The SpaceX mission launch vehicle, consisting of a Crew Dragon capsule, sat atop a two-stage Falcon 9 rocket. It climbed into the night sky from NASA’s Kennedy Space Center in Florida as its nine Merlin engines thundered to life about 9 pm (0200 GMT Thursday).
“Crew 3” comprises two members of NASA’s latest graduating group of astronauts. Raja Chari, 44, is a US Air Force combat jet and test pilot working as mission commander and mission expert Kayla Barron, 34, is a US Navy submarine officer and nuclear engineer.
NASA and private rocket company SpaceX propelled four astronauts into orbit late on Wednesday en route to the ISS, including a veteran spacewalker and two younger crewmates chosen to join NASA’s future lunar missions.
Lift-off of the Dragon spacecraft, titled Endurance by the crew, was televised live from Cape Canaveral on NASA TV. Intermittent rain and clouds over the Cape ahead in the day had cast uncertainty on launch prospects, but the weather opened by flight time, NASA said.
On Thursday evening, the three American spacemen and their European Space Agency crewmate were due to land at the space station, orbiting some 250 miles (400 km) above the Earth following a flight of approximately 22 hours.
The flight registers the third “operational” space station crew carried to orbit aboard a Dragon capsule since NASA and SpaceX coupled up to resume space launches from American land last year, following a nine-year break at the end of the US space shuttle program in 2011.
The team’s designated pilot and second-in-command are veteran astronaut Tom Marshburn, 61, a medical physician and previous NASA flight surgeon who has logged two prior spaceflights to the space station and four spacewalks. The crew is European Space Agency astronaut Matthias Maurer, 51, of Germany, a materials science engineer.

Indian-Origin Astronaut Leads SpaceX Mission
Chari, Barron, and Maurer performed their debut spaceflights with Wednesday’s launch, maturing the 599th, 600th, and 601st individuals in space. Both Chari and Barron are amongst the initial group of 18 astronauts chosen for NASA’s upcoming Artemis missions, sighted at returning humans to the moon following this decade, over a half-century after the Apollo lunar program ended.
NASA-SpaceX Partnership
It is the fourth crewed cruising overall in 17 months beneath NASA’s public-private partnership with SpaceX, the rocket company established in 2002 by Musk, the billionaire chief executive of electric car producer Tesla Inc.
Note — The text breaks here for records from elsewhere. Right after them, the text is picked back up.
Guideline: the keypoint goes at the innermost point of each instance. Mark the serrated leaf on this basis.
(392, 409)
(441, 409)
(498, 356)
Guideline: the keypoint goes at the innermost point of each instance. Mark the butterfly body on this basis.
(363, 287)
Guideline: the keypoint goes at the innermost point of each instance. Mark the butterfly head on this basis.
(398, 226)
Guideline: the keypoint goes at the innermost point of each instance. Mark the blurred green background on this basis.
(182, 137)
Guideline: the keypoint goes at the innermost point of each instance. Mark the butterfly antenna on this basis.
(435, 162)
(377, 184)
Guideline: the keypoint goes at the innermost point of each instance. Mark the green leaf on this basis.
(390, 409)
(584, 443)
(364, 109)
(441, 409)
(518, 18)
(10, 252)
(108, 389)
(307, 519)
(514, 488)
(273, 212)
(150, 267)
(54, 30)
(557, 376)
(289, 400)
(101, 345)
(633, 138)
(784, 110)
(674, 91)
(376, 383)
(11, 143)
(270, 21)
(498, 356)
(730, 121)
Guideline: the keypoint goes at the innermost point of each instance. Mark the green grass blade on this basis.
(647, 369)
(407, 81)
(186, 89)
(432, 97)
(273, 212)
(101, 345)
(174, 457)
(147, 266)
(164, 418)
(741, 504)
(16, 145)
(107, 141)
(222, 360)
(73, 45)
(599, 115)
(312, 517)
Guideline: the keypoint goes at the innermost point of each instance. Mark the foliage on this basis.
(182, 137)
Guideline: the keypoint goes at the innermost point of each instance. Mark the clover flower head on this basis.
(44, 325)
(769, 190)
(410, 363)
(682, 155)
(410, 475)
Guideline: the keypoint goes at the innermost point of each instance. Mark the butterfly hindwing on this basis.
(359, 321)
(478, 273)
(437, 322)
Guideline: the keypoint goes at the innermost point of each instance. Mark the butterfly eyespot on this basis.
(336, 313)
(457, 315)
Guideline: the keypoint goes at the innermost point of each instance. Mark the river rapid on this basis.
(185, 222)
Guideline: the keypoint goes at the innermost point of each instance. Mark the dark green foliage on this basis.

The first was a two-astronaut test run to the space station in May 2020, followed by the virgin NASA-SpaceX operational “Crew 1” in November. Then, finally, “Crew 2” was launched to the space station and just retreated securely to Earth on Monday night by a splashdown capping a record stay of 199 days in orbit.
The most advanced mission also observes a flurry of recent high-profile Astro-tourism flights, including the SpaceX launch in September of “Inspiration 4,” the first all-civilian crew sent to orbit without a professional astronaut on board.
Earlier this month, 90-year-old actor William Shatner, famed for playing Captain James T. Kirk on the original 1960s “Star Trek” TV series. Instead, it created headlines riding aboard a rocketship propelled by billionaire Jeff Bezos’s company Blue Origin to become the oldest personality to fly in space.
The “Crew 3” team will embrace the orbiting laboratory by its three current occupants – two cosmonauts from Russia and Belarus and a US astronaut. They shared a Soyuz flight to orbit with them earlier this year.